Importing the Type Library Wizard

My decision to use the lightweight C++ ISAX interfaces that descend from IUnknown instead of the VB wrappers that descend from IDispatch immediately caused some trouble with the Delphi Import Type Library wizard. The wizard generates Pascal code based on the information present in the type library. While this works well for the IDispatch-type VB interfaces, it has problems with the data types of the C++ interfaces. Example 1(a) shows how a method argument of type unsigned short * in the type library, which corresponds to a const wchar_t * in the MSXML 3.0 SDK, Example 1(b), is incorrectly converted to Word by the import wizard, Example 1(c). Either pWord or pWideChar would have been acceptable, since both represent pointers to a 16-bit word. I decided to edit MSXML2_TLB.PAS to make the argument definitions correspond closely to those in the SDK; see Example 1(d). This permits the use of the native Delphi data types and (wide) string functions. The modified file is included with the source code.

Implementing the C++ COM Interfaces

The abstract C++ interfaces in the SAX2 parser (abstract meaning that there is no corresponding implementation in MSXML3.DLL) derive from IUnknown. The workhorse SAX interface that has to be implemented is ISAXContentHandler, which handles most XML events. Listing One is a (corrected) Object Pascal version of the ISAXContentHandler interface definition.

When all you need is a single in-process instance of the class, Delphi offers a straightforward way of implementing interfaces that derive from IUnknown. The TInterfacedObject class implements IUnknown and is designed to be used in these circumstances. Example 2(a) is a (partial) class definition for ISAXContentHandler using TInterfacedObject. All it takes to instantiate such a class is to call the Create class constructor, Example 2(b), without the hassle of COM class factories and globally unique identifiers. (The C++ examples in the MSXML SDK use the same approach.) The complete definition of a TSAXContentHandler class that implements the ISAXContentHandler interface as it is used in the TSAXParser component is available electronically; see Resource Center, page 5.
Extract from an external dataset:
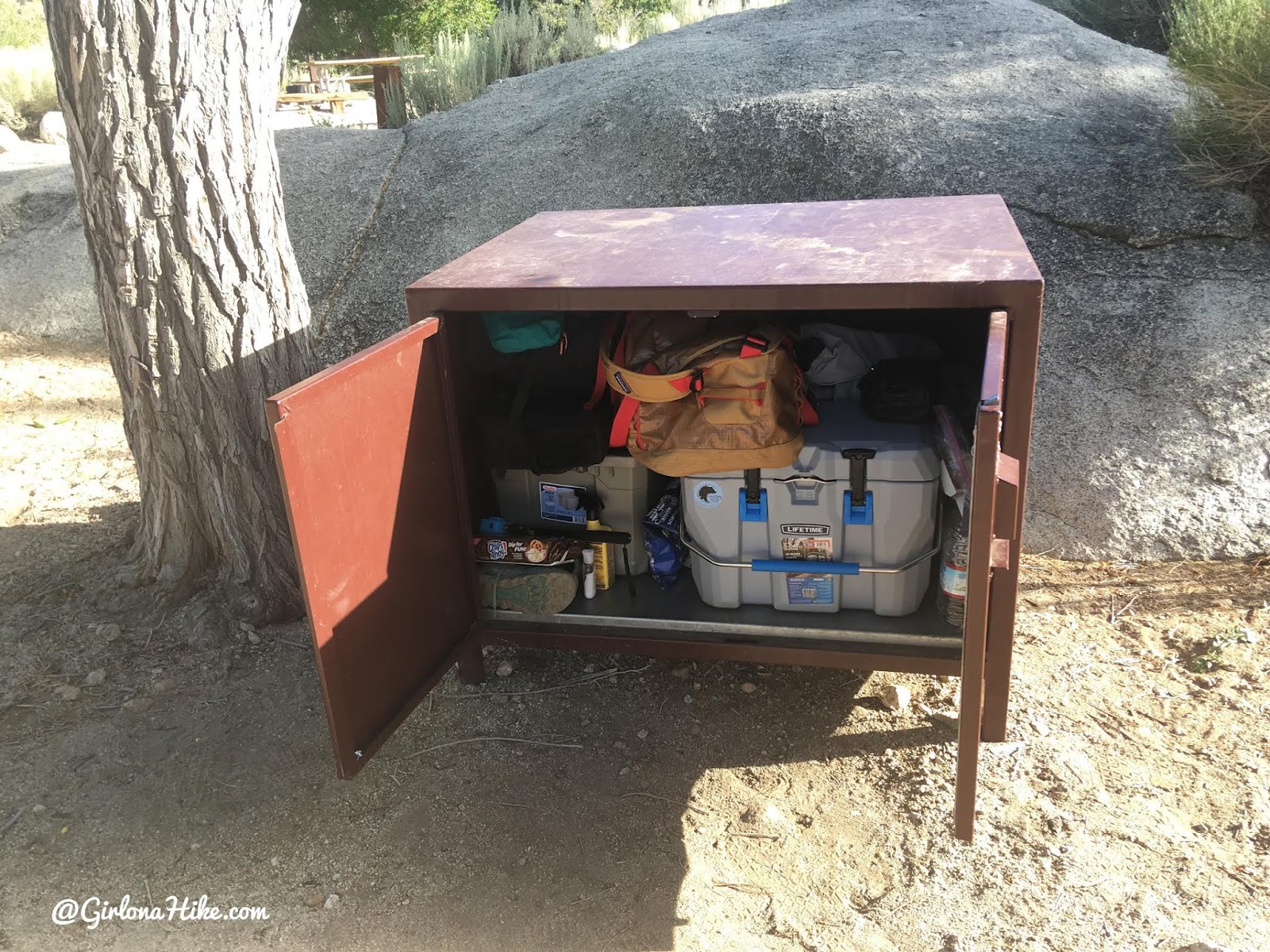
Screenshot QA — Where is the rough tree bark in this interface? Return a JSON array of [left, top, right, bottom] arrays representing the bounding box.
[[44, 0, 314, 618]]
Once the class implementing the interface has been defined, all that remains to be done is provide an implementation for each method. It's important to realize that a class that implements an interface has to provide an implementation for all the methods defined in that interface, even if these implementations don't do anything at all.

An Example Implementation

In Listing Two, which includes the ContentHandler's startElement() function, the parameters passed to the function are pointer/size pairs to the namespace URI, the localname, the qualified name of the current element, and a pointer to an ISAXAttribute interface. The ISAXAttribute interface gives access to the attributes of this element. (This interface is implemented in MSXML2.DLL, so you don't have to provide an implementation for it.)
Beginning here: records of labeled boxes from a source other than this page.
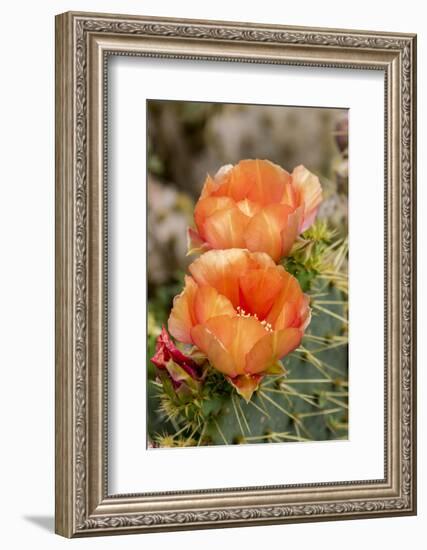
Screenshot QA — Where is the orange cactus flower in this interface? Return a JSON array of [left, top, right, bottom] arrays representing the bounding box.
[[168, 248, 310, 401], [188, 159, 322, 262]]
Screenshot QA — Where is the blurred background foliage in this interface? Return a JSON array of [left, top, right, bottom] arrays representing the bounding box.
[[147, 100, 348, 446]]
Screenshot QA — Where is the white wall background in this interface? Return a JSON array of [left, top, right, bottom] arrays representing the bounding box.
[[0, 0, 427, 550]]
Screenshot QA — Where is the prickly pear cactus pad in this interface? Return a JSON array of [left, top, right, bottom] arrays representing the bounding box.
[[146, 102, 349, 448]]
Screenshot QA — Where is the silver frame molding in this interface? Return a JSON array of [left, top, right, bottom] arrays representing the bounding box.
[[55, 12, 416, 537]]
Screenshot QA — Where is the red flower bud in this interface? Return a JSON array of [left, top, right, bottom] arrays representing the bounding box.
[[151, 327, 199, 380]]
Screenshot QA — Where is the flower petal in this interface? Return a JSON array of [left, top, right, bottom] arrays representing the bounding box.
[[203, 207, 250, 249], [194, 286, 236, 323], [239, 266, 283, 321], [168, 276, 197, 344], [187, 227, 210, 256], [245, 328, 303, 374], [266, 267, 304, 330], [191, 325, 237, 377], [292, 165, 322, 233], [234, 159, 290, 206], [189, 248, 253, 307], [194, 197, 236, 240], [227, 374, 262, 403], [245, 204, 292, 262]]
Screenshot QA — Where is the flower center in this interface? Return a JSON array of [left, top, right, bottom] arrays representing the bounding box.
[[236, 306, 273, 332]]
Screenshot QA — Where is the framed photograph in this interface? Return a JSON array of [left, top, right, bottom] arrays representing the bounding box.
[[56, 12, 416, 537]]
First of all, the function checks whether the application has set the OnStartElement event method. If not, the function immediately returns S_OK and parsing continues. If the event handler has been set, the first thing that happens is a call to the GetLineColumn procedure to retrieve the current line and column position in the XML document. This is done by the ISAXLocator interface, saved earlier when you called the putDocumentLocator() interface implementation. For performance reasons, the application can disable GetLineColumn by setting the UpdateLocation property to False.
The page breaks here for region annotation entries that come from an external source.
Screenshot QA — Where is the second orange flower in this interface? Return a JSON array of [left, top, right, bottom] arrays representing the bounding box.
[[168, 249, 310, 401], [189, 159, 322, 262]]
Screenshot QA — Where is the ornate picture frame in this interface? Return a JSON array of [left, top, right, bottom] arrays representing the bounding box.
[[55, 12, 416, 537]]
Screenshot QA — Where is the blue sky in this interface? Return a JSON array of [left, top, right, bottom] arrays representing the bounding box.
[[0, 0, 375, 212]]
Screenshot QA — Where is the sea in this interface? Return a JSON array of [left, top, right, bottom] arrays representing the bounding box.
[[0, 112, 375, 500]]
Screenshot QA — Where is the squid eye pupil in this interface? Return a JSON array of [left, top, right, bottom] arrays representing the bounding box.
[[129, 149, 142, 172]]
Next, the pWideChar C++ COM-style parameters (pURI, pName, pLocalName) are converted to Delphi AnsiStrings, and the attributes are retrieved using the getName(), getValue(), and getType() methods of the ISAXAttribute's interface parameter. The properties of each attribute are stored in a TSXPAttribute object containing the name, value, and type of the attribute, and all attributes of this element are stored in a list (TSXPAttributeList, derived from Tlist) for easy access by the application. The OnStartElement event procedure of the application is then called with the converted arguments and the attribute list. If OnStartElement does not raise an exception, S_OK is returned and parsing continues; otherwise, TSAXContentHandler.StartElement() returns E_FAIL and you abort parsing.

The out Parameters

Contrary to normal COM memory allocation practices, you should not use CoTaskMemFree() to free the out parameter strings returned by functions such as ISAXAttributes.getValue(), with the exception of the getProperty() functions. Most of the time, the SAX2 functions in MSXML2.DLL do not allocate memory for passing a copy of the string parameters to the event handlers, but instead return a pointer and size pair pointing directly to the data in your input buffer. After all, SAX parsers should be fast.

The TSAXParser Component

After playing around with the MSXML SAX2 parser in Delphi, I found it tedious to write variations of the same code each time I wanted to test some other feature of the parser. I realized that it would be easier to have a native Delphi component that would:

And all this preferably without having to deal with any COM stuff, of course.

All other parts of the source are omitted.